Exxon Acquires Pioneer Natural Resources for $59.9 Billion in Biggest Deal Since Mobil Merger

Q.ai — a Forbes Company
3 min readOct 12, 2023



Key Takeaways

  • Exxon Mobil is purchasing major energy producer Pioneer Natural Resources for $59.9 billion
  • The deal is the biggest acquisition since Exxon’s 1999 purchase of Mobil which came with a price tag of $75 billion
  • It’s a major bet on the policy future for fossil fuels, flying in the face of the trend for greater moves towards sustainability

Oil giant Exxon Mobil is flying in the face of the push for greener and more renewable energy, making a massive bet on the future of fossil fuels. They have this week reached an agreement to buy Pioneer Natural Resources, strengthening their foothold in Texas and allowing them greater expansion into Guyana.

The deal will see the company pay almost $60 billion, which is by far their biggest deal since Exxon bought Mobil for $75 billion back in 1999.

Now the purchase itself is one thing, but more interesting is the fact that Exxon Mobil, one of the world’s biggest companies and valued at half a trillion dollars, is prepared to make such a massive bet when so much recent focus has been reducing reliance on fossil fuels.

It appears that they’re concerned about any real legislative change to come, so should investors be following their lead?

The Exxon Mobil and Pioneer deal

This move sees Exxon making moves to build up their resources in the US and its neighbors. It stands in contrast to their strategy in recent years, which has seen them expand and upgrade operations all across the globe.

But this isn’t just a case of making it an easy commute for executives who might want to visit the sites. It’s a clear sign that the company feels more confidence in the US government policy when it comes to fossil fuels than it does in other places in the world.

And while this is a move that will massively expand Exxon Mobil’s oil production capabilities, they will also be using the acquisition to implement more ‘green’ strategies. Specifically, they’ll be boosting their plans to create new carbon capture plants, which take carbon dioxide from industrial manufacturing and transfer it underground via pipelines.

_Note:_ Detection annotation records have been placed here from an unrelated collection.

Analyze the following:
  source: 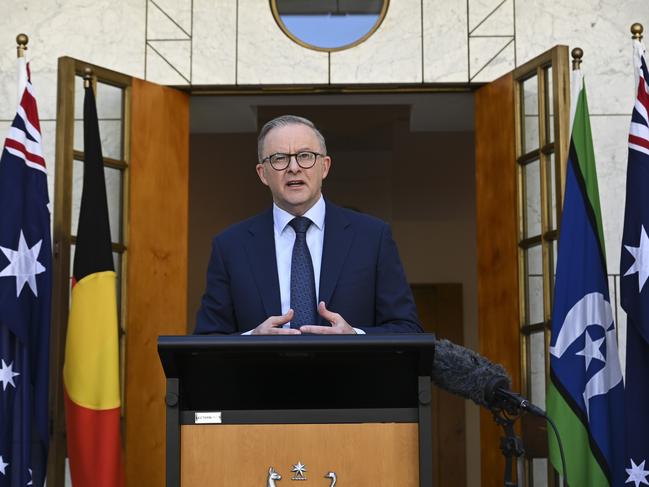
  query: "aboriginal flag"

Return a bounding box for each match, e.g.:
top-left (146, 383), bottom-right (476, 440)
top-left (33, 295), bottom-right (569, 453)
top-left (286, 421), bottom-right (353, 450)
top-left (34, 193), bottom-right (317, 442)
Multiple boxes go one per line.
top-left (63, 82), bottom-right (124, 487)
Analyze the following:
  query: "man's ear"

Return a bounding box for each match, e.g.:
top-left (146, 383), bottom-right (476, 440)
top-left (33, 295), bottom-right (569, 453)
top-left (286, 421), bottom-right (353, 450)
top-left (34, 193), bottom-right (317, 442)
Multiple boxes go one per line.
top-left (322, 156), bottom-right (331, 179)
top-left (255, 164), bottom-right (268, 186)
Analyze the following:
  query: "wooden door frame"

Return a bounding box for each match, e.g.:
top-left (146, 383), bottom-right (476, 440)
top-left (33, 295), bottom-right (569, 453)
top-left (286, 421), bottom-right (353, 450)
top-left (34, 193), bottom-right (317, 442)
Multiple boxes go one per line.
top-left (47, 56), bottom-right (132, 487)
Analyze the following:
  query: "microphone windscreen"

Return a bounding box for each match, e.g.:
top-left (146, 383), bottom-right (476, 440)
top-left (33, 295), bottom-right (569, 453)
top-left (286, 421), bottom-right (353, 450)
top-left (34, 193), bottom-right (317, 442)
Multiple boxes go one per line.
top-left (432, 340), bottom-right (509, 407)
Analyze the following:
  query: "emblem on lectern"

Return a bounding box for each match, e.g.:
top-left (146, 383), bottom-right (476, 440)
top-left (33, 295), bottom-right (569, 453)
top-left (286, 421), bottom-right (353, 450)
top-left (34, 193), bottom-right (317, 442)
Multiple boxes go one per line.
top-left (266, 467), bottom-right (282, 487)
top-left (291, 462), bottom-right (306, 480)
top-left (266, 462), bottom-right (338, 487)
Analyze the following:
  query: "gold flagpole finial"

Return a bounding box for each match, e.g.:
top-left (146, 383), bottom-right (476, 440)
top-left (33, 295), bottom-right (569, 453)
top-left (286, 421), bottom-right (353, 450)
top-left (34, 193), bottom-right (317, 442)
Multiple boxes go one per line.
top-left (631, 22), bottom-right (644, 41)
top-left (570, 47), bottom-right (584, 70)
top-left (16, 33), bottom-right (29, 57)
top-left (83, 66), bottom-right (92, 88)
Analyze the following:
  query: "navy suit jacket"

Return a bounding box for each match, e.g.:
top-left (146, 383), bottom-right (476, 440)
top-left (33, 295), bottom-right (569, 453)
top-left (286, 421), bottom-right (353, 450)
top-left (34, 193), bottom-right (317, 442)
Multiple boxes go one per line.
top-left (194, 201), bottom-right (422, 334)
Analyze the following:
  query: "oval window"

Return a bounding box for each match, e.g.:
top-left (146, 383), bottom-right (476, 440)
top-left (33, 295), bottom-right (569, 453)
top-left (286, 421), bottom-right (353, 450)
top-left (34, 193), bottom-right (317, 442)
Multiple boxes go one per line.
top-left (270, 0), bottom-right (389, 51)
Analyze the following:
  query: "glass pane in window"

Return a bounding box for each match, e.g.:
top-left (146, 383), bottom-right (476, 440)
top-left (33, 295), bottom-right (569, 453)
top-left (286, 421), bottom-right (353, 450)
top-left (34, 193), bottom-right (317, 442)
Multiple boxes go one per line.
top-left (521, 76), bottom-right (539, 154)
top-left (545, 66), bottom-right (554, 143)
top-left (96, 82), bottom-right (124, 120)
top-left (529, 331), bottom-right (546, 408)
top-left (74, 120), bottom-right (122, 159)
top-left (74, 76), bottom-right (84, 120)
top-left (104, 167), bottom-right (123, 243)
top-left (551, 240), bottom-right (559, 289)
top-left (71, 159), bottom-right (83, 235)
top-left (524, 245), bottom-right (543, 324)
top-left (273, 0), bottom-right (386, 49)
top-left (523, 159), bottom-right (541, 238)
top-left (546, 152), bottom-right (557, 230)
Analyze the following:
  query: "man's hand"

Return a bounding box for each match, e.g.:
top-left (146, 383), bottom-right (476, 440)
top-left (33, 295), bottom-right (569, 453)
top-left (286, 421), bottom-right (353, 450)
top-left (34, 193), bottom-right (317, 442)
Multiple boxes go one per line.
top-left (300, 301), bottom-right (356, 335)
top-left (251, 309), bottom-right (301, 335)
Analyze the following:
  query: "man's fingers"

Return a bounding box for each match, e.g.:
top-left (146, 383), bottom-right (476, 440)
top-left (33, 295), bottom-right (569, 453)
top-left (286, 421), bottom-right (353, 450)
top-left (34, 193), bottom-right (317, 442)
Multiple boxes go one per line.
top-left (268, 309), bottom-right (293, 326)
top-left (318, 301), bottom-right (340, 324)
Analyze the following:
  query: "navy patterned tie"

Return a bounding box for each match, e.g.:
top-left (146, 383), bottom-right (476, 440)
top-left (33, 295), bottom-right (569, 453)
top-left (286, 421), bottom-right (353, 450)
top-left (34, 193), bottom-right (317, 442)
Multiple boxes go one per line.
top-left (289, 216), bottom-right (317, 328)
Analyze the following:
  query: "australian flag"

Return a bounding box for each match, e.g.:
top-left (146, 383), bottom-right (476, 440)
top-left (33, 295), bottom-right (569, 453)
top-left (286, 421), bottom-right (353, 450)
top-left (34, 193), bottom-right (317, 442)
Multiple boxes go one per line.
top-left (620, 41), bottom-right (649, 487)
top-left (0, 60), bottom-right (52, 487)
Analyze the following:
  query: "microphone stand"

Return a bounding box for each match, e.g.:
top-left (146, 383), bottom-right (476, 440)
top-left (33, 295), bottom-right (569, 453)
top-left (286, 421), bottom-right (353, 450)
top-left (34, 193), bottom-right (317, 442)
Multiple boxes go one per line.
top-left (491, 408), bottom-right (525, 487)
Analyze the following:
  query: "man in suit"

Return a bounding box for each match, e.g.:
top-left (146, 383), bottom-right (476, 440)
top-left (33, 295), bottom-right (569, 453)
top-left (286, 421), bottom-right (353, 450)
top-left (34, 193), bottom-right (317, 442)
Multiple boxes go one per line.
top-left (195, 115), bottom-right (422, 335)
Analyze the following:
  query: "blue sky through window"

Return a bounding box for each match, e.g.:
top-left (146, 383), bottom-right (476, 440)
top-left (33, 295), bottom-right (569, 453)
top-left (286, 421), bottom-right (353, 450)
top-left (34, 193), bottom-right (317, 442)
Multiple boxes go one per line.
top-left (281, 14), bottom-right (379, 49)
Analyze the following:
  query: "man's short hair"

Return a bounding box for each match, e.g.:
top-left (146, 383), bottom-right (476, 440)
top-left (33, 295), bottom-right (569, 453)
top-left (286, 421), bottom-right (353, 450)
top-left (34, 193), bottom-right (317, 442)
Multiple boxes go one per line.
top-left (257, 115), bottom-right (327, 164)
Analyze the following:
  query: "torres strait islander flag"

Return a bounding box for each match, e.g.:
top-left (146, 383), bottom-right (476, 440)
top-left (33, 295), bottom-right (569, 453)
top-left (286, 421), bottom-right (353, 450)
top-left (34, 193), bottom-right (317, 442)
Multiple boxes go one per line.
top-left (547, 66), bottom-right (624, 487)
top-left (63, 82), bottom-right (124, 487)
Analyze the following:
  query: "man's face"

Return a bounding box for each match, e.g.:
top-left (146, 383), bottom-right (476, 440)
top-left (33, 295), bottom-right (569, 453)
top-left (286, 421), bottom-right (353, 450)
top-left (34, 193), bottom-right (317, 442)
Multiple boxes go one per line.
top-left (257, 124), bottom-right (331, 216)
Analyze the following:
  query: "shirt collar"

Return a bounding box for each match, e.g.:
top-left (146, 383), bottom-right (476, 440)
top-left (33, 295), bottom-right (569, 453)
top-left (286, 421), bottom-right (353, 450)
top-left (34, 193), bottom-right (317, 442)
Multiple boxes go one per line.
top-left (273, 195), bottom-right (327, 234)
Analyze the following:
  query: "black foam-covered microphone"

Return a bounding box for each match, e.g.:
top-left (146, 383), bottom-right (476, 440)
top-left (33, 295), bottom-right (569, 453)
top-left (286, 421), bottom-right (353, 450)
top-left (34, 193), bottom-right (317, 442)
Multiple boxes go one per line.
top-left (485, 377), bottom-right (545, 418)
top-left (432, 340), bottom-right (545, 416)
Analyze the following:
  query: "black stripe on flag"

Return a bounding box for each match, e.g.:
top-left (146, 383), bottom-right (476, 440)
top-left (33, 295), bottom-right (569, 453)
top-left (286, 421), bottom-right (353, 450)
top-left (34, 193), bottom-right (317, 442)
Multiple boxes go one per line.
top-left (73, 87), bottom-right (115, 281)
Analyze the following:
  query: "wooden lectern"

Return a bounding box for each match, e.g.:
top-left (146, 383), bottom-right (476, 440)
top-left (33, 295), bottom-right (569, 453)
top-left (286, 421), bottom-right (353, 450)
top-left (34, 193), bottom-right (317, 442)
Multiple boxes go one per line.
top-left (158, 334), bottom-right (435, 487)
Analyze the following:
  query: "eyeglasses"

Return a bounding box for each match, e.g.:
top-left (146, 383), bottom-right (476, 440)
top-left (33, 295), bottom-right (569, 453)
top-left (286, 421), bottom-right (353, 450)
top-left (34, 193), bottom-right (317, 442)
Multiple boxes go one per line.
top-left (261, 150), bottom-right (324, 171)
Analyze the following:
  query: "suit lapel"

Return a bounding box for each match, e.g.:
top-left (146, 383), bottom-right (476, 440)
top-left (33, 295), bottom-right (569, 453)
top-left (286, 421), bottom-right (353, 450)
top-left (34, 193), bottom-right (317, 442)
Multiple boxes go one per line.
top-left (246, 208), bottom-right (282, 316)
top-left (318, 201), bottom-right (354, 306)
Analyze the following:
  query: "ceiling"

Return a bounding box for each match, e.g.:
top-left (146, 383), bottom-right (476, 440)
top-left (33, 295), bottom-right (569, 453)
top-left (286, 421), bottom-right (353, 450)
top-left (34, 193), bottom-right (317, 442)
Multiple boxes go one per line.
top-left (190, 92), bottom-right (473, 134)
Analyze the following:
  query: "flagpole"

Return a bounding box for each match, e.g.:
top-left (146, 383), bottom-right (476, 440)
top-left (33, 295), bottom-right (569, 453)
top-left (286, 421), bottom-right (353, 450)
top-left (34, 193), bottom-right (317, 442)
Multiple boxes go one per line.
top-left (83, 66), bottom-right (92, 88)
top-left (631, 22), bottom-right (644, 41)
top-left (16, 34), bottom-right (29, 57)
top-left (16, 32), bottom-right (29, 104)
top-left (570, 47), bottom-right (584, 71)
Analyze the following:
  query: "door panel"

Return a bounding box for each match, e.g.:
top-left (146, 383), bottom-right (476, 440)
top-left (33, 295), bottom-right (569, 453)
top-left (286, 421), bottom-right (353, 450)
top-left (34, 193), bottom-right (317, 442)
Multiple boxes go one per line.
top-left (125, 79), bottom-right (189, 486)
top-left (475, 73), bottom-right (521, 486)
top-left (47, 57), bottom-right (189, 487)
top-left (475, 46), bottom-right (569, 486)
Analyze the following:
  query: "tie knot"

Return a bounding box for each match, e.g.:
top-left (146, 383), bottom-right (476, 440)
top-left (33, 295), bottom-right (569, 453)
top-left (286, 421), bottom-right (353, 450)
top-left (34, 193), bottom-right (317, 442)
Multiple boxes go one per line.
top-left (288, 216), bottom-right (313, 233)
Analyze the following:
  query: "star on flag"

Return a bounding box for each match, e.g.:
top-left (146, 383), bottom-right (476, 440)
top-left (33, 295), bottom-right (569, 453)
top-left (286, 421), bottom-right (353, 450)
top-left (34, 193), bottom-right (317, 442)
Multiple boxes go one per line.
top-left (0, 360), bottom-right (20, 392)
top-left (624, 225), bottom-right (649, 292)
top-left (624, 458), bottom-right (649, 487)
top-left (576, 332), bottom-right (606, 370)
top-left (0, 230), bottom-right (45, 297)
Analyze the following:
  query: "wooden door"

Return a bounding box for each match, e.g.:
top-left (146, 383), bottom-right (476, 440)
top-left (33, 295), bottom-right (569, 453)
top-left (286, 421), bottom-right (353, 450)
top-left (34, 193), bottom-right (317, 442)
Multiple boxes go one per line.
top-left (475, 46), bottom-right (569, 486)
top-left (48, 57), bottom-right (189, 486)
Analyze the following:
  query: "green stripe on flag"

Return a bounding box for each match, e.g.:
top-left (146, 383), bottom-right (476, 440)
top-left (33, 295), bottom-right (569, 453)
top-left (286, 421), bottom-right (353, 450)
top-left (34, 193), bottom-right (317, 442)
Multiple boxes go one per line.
top-left (571, 82), bottom-right (606, 255)
top-left (547, 380), bottom-right (622, 487)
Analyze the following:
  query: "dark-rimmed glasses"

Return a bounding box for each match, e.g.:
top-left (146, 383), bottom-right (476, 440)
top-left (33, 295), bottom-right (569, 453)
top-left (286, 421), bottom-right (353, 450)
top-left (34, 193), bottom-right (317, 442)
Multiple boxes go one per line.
top-left (261, 150), bottom-right (324, 171)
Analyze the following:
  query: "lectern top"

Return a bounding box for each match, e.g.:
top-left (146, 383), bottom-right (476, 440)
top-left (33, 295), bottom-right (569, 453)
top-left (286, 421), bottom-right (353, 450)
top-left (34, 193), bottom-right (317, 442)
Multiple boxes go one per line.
top-left (158, 333), bottom-right (435, 409)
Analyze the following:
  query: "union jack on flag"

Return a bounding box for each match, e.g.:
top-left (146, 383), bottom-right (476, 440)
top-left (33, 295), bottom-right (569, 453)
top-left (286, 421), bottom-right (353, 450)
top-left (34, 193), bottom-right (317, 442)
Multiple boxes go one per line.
top-left (0, 59), bottom-right (52, 487)
top-left (620, 40), bottom-right (649, 487)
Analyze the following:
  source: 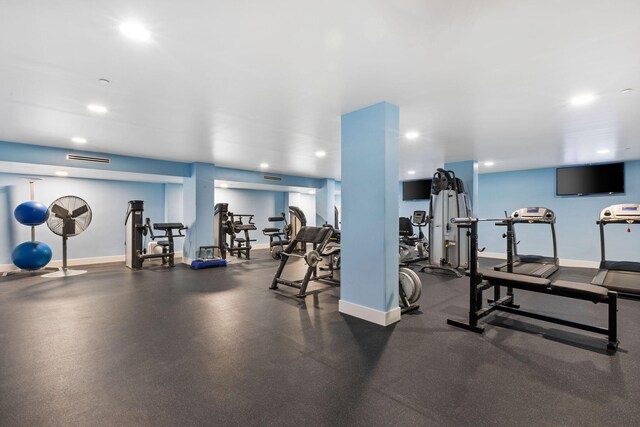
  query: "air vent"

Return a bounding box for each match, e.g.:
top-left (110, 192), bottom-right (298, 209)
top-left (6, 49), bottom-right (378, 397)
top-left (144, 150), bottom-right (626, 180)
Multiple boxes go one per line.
top-left (67, 154), bottom-right (111, 163)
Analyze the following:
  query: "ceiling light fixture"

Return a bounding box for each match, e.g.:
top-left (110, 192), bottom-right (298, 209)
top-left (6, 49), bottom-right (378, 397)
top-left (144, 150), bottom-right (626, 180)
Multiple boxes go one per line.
top-left (87, 104), bottom-right (109, 114)
top-left (120, 21), bottom-right (151, 42)
top-left (569, 93), bottom-right (596, 107)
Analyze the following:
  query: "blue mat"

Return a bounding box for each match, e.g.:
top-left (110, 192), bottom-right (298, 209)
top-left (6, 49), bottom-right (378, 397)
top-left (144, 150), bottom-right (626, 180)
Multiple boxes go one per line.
top-left (191, 259), bottom-right (227, 270)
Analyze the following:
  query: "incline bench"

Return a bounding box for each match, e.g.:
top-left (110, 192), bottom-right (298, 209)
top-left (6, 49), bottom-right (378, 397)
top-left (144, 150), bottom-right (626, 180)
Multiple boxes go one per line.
top-left (447, 218), bottom-right (618, 353)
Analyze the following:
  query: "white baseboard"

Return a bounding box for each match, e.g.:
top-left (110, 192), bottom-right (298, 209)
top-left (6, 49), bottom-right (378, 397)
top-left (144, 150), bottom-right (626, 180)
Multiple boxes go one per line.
top-left (480, 252), bottom-right (600, 268)
top-left (0, 254), bottom-right (183, 273)
top-left (338, 299), bottom-right (401, 326)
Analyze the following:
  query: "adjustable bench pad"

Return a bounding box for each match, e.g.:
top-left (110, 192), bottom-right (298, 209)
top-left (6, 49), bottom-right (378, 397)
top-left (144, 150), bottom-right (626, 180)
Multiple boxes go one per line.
top-left (481, 270), bottom-right (609, 298)
top-left (551, 280), bottom-right (609, 297)
top-left (479, 269), bottom-right (551, 287)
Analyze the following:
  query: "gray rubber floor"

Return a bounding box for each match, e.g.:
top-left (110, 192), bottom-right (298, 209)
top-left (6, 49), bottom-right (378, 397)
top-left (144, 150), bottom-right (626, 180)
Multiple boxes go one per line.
top-left (0, 251), bottom-right (640, 426)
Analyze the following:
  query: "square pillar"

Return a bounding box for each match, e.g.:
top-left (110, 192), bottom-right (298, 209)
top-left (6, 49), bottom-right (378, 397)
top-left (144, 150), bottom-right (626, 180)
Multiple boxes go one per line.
top-left (339, 102), bottom-right (400, 326)
top-left (182, 163), bottom-right (216, 262)
top-left (316, 178), bottom-right (336, 227)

How did Exxon Mobil’s stock price react?

The stock fell from the $109.64 Tuesday’s close to hit an intraday low of $105.02 on Wednesday, but recovered back to finish the day at $106.47.

It’s been a mixed experience for shareholders in Exxon over the past few years. Oil stocks were hit incredibly hard at the beginning of the pandemic as global transport all but shutdown. Exxon’s stock fell from around $70 pre-pandemic to hit under $33 in March 2020.

Volatility has persisted, but the stock has marched up slowly since then. Over the past year the stock is up 8.19%, but it’s flat year to date at +0.02%.

The bottom line

Exxon Mobil’s major purchase of Pioneer gives investors a lot to think about. Exxon obviously believes that the push towards renewable energy isn’t a major threat, and that an investment of almost $60 billion represents a good strategic decision.

On the other hand, a vast amount of resources is going towards improvements in sustainability and increasing uptake of technology such as electric cars. While these two sectors will continue to operate in relative harmony for the short term, at some point one side of the argument will begin to get the upper hand.

Investment returns are likely to follow that trend.